Indépendamment des munitions qui lui sont fournies par des négociants sans scrupules, durant même les opérations militaires, le Marocain, à court de munitions, avec patience et habileté, fera de la poudre, fondra des balles, remandrinera des douilles de cuivre, le
s réamorcera, ressoudera des étuis ramassés sur le champ de bataille



CASABLANCA

Une population de 25.000 âmes (avant les troubles) se répartit très inégalement dans trois quartiers : 1° le quartier demi-européen, appelé Medina, renfermant les consulats, la douane, le dar-maghzen, les établissements de banque, le négoce européen ; 2° le Mellah (ailleurs ghetto), ou quartier juif, aux ruelles tortueuses, peuplé de 5.000 habitants ; il a ici la particularité de n'être pas séparé des autres parties de la ville ; 3° le Tnakker, quartier arabe, aux sordides recoins.

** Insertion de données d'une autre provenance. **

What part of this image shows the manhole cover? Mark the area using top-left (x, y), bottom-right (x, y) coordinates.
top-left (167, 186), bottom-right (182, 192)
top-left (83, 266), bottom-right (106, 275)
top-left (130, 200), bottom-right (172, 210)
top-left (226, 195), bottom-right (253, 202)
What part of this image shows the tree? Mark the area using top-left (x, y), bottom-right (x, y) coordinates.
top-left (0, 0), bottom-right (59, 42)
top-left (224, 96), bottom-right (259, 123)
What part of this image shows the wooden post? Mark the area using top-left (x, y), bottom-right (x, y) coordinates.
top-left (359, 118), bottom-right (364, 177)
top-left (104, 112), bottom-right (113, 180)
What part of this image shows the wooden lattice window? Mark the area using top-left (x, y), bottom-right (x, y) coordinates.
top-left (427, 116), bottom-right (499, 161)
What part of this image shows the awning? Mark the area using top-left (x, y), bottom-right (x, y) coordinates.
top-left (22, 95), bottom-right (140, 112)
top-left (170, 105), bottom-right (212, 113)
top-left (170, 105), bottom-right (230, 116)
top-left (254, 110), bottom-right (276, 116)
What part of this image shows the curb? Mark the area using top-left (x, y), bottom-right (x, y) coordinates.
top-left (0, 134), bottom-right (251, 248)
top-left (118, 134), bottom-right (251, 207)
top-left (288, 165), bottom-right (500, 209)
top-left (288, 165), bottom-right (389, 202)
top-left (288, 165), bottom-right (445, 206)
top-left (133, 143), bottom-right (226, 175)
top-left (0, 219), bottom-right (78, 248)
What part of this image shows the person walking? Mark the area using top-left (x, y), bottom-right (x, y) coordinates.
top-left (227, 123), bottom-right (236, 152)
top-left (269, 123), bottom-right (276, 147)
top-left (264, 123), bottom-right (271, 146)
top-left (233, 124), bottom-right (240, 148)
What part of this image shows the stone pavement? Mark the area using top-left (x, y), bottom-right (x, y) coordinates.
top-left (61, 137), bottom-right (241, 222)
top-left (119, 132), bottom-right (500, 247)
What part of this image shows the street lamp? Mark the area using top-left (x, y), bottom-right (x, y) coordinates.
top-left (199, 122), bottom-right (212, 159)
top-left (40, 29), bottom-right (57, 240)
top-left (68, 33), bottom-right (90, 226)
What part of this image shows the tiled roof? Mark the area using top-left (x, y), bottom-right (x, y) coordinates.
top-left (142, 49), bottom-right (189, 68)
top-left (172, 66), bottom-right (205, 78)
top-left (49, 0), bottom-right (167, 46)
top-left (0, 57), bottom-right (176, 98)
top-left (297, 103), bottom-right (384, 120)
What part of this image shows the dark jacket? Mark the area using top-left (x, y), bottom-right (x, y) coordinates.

Le port de Casablanca, à l'époque des événements, n'était qu'une rade foraine, ouverte à tous les vents du nord et de l'est, mal protégée vers l'ouest, côté des orages, par une avancée rocheuse. Un petit wharf permettait le déchargement des barcasses qui font le va-et-vient de la terre aux vaisseaux, mouillés suivant leur tirant d'eau, à 1 ou 2 milles au large d'une côte irrégulière comme fond et hérissée d'écueils en deçà de la barre. Par gros temps, les navires sont obligés de prendre le large.